Dynamic-Attention-based EEG State Transition Modeling for Emotion Recognition

TL;DR

A Dynamic-Attention-based EEG State Transition (DAEST) modeling method to characterize EEG spatiotemporal dynamics and is optimized within a contrastive learning framework for cross-subject emotion recognition.

Abstract

Electroencephalogram (EEG)-based emotion decoding can objectively quantify people's emotional state and has broad application prospects in human-computer interaction and early detection of emotional disorders. Recently emerging deep learning architectures have significantly improved the performance of EEG emotion decoding. However, existing methods still fall short of fully capturing the complex spatiotemporal dynamics of neural signals, which are crucial for representing emotion processing. This study proposes a Dynamic-Attention-based EEG State Transition (DAEST) modeling method to characterize EEG spatiotemporal dynamics. The model extracts spatiotemporal components of EEG that represent multiple parallel neural processes and estimates dynamic attention weights on these components to capture transitions in brain states. The model is optimized within a contrastive learning framework for cross-subject emotion recognition.

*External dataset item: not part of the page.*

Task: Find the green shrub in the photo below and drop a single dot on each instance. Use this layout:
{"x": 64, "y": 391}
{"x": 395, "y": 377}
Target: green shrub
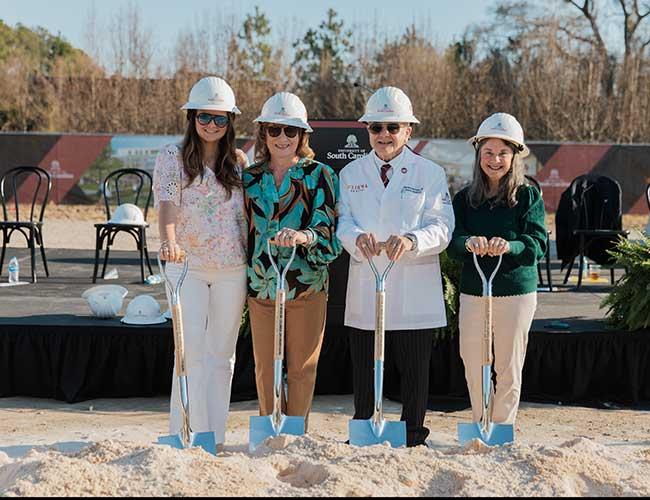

The proposed method achieved state-of-the-art performance on three publicly available datasets: FACED, SEED, and SEED-V. It achieved 75.4% accuracy in the binary classification of positive and negative emotions and 59.3% in nine-class discrete emotion classification on the FACED dataset, 88.1% in the three-class classification of positive, negative, and neutral emotions on the SEED dataset, and 73.6% in five-class discrete emotion classification on the SEED-V dataset. The learned EEG spatiotemporal patterns and dynamic transition properties offer valuable insights into neural dynamics underlying emotion processing.

Figures (6)

• Figure 1: The architecture of the dynamic-attention-based EEG state transition model.
• Figure 2: Confusion matrices on the FACED-9, SEED, and SEED-V classification tasks (without DyA module and with DyA module).
• Figure 3: The pipeline of interpretability analysis. The integrated gradient method is used to identify the most important dimension or feature for each emotion in the Multilayer Perceptron. The temporal convolution kernel (or temporal filter), the spatial transition convolution kernel (or spatial filters), and the attention weights that produce this feature are visualized. Fourier transform of the temporal filter is identified as its frequency responses. Spatial activations are defined as multiplications of spatial filters with their corresponding inputs' covariance.
• Figure 4: Visualization of the spatiotemporal dynamics for the most important dimension of each emotion on the FACED-9 task. The temporal filters (the first column) and their frequency response (the second column), spatial filters and spatial activations (the third column), and example segments of attention weights (the fourth column) for the most important dimensions are shown. The “+”/”-” symbols in the parentheses following the emotion category name indicate that an increase in that feature corresponds to a high/lower probability of the corresponding emotion. The "interval" noted below spatial activations refers to the time interval of dilations for the corresponding spatial transition convolution kernel.
• Figure 5: Correlation of feature contributions to each emotion on the FACED-9 task.